Alliance-for-Tropical-Forest-Science / DataHarmonization

Code to run the data harmonization app and support cross-site analysis
https://alliance-for-tropical-forest-science.github.io/DataHarmonization/
3 stars 1 forks source link

robust processing of dates #37

Open gabrielareto opened 1 year ago

gabrielareto commented 1 year ago

Dates seem to be a recurrent problem. There are mixes of formats within tables, and especially between different tables that users want to stack (different censuses). A sub-routine that handles dates in different formats seems a very useful addition.

ValentineHerr commented 1 year ago

between different tables that users want to stack (different censuses).

In this case, the user should use the app to bring their different censuses to the same format, and then stack them. It would be easy once they have their profile, they would just need to change the date format for each census.

There are mixes of formats within tables

I feel that this is on the user end to deal with ahead of time. There are assumptions to be made that are risky to do on our end, e.g for dates with days between 1 and 12 or if the year only uses 2 digits.

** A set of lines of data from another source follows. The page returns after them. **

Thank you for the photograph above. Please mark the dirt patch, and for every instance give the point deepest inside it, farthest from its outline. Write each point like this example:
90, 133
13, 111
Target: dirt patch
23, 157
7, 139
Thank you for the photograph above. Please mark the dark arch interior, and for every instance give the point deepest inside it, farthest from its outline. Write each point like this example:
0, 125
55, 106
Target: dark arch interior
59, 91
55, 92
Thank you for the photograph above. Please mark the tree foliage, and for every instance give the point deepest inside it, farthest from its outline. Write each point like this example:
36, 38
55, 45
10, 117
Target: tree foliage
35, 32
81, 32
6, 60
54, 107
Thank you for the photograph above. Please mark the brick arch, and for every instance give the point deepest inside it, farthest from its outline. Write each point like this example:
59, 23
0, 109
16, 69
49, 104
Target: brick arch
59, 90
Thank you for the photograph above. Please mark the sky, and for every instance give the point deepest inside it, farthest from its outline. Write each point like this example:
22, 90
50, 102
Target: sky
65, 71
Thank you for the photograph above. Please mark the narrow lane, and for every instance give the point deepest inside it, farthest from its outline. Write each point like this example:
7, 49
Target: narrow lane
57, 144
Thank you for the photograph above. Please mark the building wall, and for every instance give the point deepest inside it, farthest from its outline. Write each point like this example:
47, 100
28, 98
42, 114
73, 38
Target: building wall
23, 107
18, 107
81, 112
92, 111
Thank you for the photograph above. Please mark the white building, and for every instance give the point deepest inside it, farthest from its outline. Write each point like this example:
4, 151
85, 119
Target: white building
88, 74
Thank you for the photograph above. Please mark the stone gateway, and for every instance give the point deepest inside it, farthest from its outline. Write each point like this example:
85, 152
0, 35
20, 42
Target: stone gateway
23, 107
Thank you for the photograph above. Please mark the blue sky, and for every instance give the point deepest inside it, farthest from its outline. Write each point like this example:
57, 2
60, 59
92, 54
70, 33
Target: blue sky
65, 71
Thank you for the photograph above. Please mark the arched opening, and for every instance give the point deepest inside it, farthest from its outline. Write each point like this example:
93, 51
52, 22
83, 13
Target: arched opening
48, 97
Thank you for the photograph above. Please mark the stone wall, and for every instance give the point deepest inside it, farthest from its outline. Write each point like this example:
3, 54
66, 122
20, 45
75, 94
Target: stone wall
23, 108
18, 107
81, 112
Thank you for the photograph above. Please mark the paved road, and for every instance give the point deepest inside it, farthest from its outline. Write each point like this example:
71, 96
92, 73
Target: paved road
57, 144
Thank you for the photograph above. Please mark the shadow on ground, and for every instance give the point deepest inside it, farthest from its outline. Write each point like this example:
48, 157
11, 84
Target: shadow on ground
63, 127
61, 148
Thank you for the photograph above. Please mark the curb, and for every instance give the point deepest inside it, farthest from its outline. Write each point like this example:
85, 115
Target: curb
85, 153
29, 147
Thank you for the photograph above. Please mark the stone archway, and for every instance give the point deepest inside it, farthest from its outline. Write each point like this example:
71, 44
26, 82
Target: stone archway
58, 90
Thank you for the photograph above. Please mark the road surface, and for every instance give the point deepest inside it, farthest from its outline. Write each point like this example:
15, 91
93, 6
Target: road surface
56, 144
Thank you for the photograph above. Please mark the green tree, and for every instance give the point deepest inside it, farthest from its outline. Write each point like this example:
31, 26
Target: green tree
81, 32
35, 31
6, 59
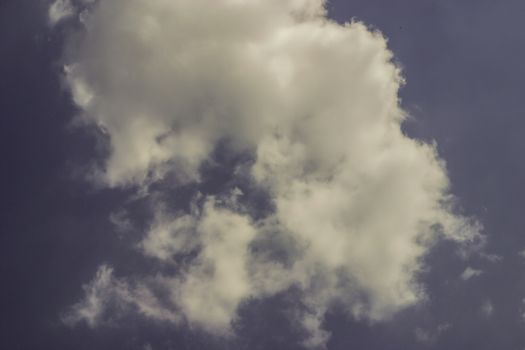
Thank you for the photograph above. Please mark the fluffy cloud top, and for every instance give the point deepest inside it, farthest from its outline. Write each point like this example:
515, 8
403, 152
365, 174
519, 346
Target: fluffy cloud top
356, 203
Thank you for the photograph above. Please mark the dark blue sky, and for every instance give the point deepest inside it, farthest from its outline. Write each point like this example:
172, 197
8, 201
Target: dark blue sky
463, 62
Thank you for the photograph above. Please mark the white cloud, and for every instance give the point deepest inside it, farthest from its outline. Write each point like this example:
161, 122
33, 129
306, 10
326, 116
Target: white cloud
469, 272
60, 10
357, 203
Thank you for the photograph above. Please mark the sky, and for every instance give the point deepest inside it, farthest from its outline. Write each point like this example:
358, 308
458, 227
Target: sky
249, 174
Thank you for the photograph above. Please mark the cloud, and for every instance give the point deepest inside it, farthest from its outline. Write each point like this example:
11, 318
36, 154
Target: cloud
470, 273
354, 204
60, 10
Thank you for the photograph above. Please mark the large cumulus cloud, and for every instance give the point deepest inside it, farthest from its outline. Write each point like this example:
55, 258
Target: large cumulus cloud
354, 204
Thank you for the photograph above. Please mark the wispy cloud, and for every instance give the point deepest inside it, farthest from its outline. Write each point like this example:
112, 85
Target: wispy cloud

gabrielareto commented 1 year ago

We should avoid making assumptions about date formats, I agree.

But we are wrong on our assumption that users have one, and just one, date format. Dates are very inconsistent in the real datasets. Between tables, but also within tables. Many of our users have aggregated datasets compiled during decades by different teams, fieldcrews, etc. I think this is a point that our users won't solve easily by themselves, we should try to offer something more robust.

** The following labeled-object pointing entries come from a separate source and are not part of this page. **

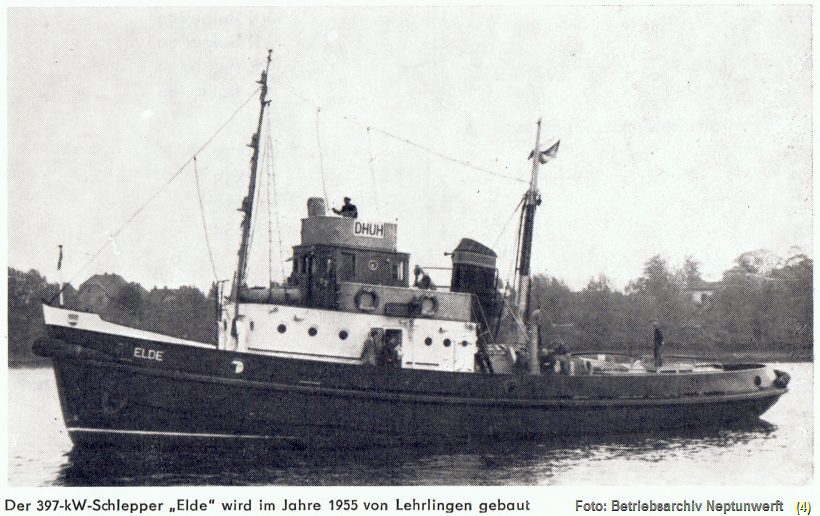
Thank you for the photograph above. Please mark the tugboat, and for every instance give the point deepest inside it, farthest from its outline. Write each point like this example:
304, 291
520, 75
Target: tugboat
348, 353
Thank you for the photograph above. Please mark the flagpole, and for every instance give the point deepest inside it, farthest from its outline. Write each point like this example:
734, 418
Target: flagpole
60, 272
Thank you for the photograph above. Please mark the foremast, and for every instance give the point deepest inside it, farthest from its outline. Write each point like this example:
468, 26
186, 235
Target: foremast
247, 202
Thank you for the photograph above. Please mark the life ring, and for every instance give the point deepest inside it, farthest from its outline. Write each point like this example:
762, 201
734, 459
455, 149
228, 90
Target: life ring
366, 300
428, 305
782, 380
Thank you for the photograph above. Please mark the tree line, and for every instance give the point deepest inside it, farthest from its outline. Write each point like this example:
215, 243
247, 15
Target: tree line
760, 309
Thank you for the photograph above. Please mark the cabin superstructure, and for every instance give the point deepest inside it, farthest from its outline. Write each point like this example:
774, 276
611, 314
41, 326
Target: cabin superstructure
349, 288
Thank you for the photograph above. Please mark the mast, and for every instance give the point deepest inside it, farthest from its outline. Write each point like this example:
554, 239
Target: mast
531, 201
247, 203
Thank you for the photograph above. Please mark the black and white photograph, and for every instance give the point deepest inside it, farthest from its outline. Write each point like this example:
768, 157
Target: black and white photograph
410, 246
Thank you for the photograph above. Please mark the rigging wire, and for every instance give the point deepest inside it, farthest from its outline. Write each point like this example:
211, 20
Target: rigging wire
355, 120
321, 160
504, 227
461, 162
204, 224
272, 189
255, 213
373, 173
153, 196
268, 169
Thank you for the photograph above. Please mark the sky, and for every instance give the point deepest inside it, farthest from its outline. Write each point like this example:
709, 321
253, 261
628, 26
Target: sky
685, 131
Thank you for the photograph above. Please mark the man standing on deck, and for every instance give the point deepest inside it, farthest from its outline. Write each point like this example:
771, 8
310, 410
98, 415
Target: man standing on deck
658, 344
348, 209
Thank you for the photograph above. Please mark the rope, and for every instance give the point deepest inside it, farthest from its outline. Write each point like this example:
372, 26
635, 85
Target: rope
448, 158
355, 120
373, 172
268, 151
204, 224
139, 210
504, 228
255, 212
272, 186
321, 160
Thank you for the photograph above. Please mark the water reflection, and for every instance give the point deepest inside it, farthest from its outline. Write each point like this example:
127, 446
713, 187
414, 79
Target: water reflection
558, 460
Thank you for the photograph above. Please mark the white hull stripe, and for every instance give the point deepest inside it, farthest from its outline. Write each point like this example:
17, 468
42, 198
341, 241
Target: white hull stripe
92, 322
170, 434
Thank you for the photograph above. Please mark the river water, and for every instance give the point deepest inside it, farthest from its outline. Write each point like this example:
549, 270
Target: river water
41, 454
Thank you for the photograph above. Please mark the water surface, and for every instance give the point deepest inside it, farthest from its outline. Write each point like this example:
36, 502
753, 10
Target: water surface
41, 454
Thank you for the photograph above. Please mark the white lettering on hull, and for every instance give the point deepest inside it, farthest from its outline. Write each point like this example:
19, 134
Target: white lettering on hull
148, 354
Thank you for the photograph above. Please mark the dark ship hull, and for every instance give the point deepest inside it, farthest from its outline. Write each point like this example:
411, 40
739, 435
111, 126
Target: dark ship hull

Is it too difficult to allow the user to pick multiple date formats from a dropdown menu? If we offer options, we should add examples, like "yyyy-mm-dd as in 1999-12-31 for the last day of 1999". If "none", then ask the user to write one or more, e.g. "dd-mm-yy, dd-mm-yyyy".

We should think also how to accommodate things like "01Nov1999".

I do not think it would be too difficult for us to process dates that could have 2 or 3 formats, but I have not paid attention to how that would work in practice. Ambiguous cases would have to look around.

It may be worth to search for existing solutions to these problems, specialized packages that make reasonable guesses, etc. This must have been a problem to a lot of people before.